ただ、私自身は一度も触ったことがありませんでした。名前と、だいたいの意味を知っているだけ。
気になっていたことが、2つありました。
ひとつは、IdPのようなID基盤でもIaCは使われるのか。サーバーやネットワークの事例はよく見かけますが、Entra IDをコードで管理しているという話はあまり聞きません。そもそも対応しているのかどうかも知りませんでした。
もうひとつは、仮に使えるとして、その価値がどこにあるのか。管理画面をクリックして設定するのと、コードを書いて実行するのとで、いったい何が変わるのか。
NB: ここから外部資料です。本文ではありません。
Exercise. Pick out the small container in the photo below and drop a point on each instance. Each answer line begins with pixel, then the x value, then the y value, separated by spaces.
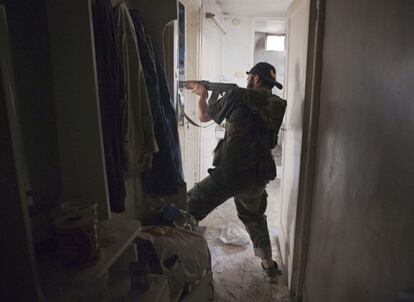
pixel 76 229
pixel 139 275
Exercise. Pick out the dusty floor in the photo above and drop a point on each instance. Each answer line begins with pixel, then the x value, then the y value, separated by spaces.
pixel 238 275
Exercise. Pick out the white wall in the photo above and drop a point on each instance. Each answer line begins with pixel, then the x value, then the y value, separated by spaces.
pixel 295 88
pixel 237 49
pixel 276 58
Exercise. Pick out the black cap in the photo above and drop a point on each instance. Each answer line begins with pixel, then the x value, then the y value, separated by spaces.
pixel 267 72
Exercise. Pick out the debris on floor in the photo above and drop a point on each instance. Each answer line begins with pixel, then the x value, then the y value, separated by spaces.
pixel 237 273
作業が速くなるという話なのか、それとも別の何かなのか。
読んで分かった気になるより、自分で試したほうが早いと思いました。そこで、個人のアカウントと無料枠だけを使って、Entra IDをTerraformで触ってみました。比べる相手は管理画面での手作業です。手順書を書いて、そのとおりに操作するという、よくあるやり方にしました。
そのなかで特に確かめたかったのは、変更の履歴を本当に追えるのか、という点です。IaCの利点としてよく挙げられるものですが、どういう意味で追えるのかが、説明を読んだだけでは分かりませんでした。
何を試したか
やったことはとても単純です。
まったく同じ内容のセキュリティグループを、2つ作りました。ひとつは手順書を書いてEntra管理センターから手作業で、もうひとつはTerraformのコードを書いて実行しました。
そのうえで、2つとも同じ文言で、申請も承認もなしに管理画面から書き換えました。現場でときどき起きる、いわゆる無断変更の再現です。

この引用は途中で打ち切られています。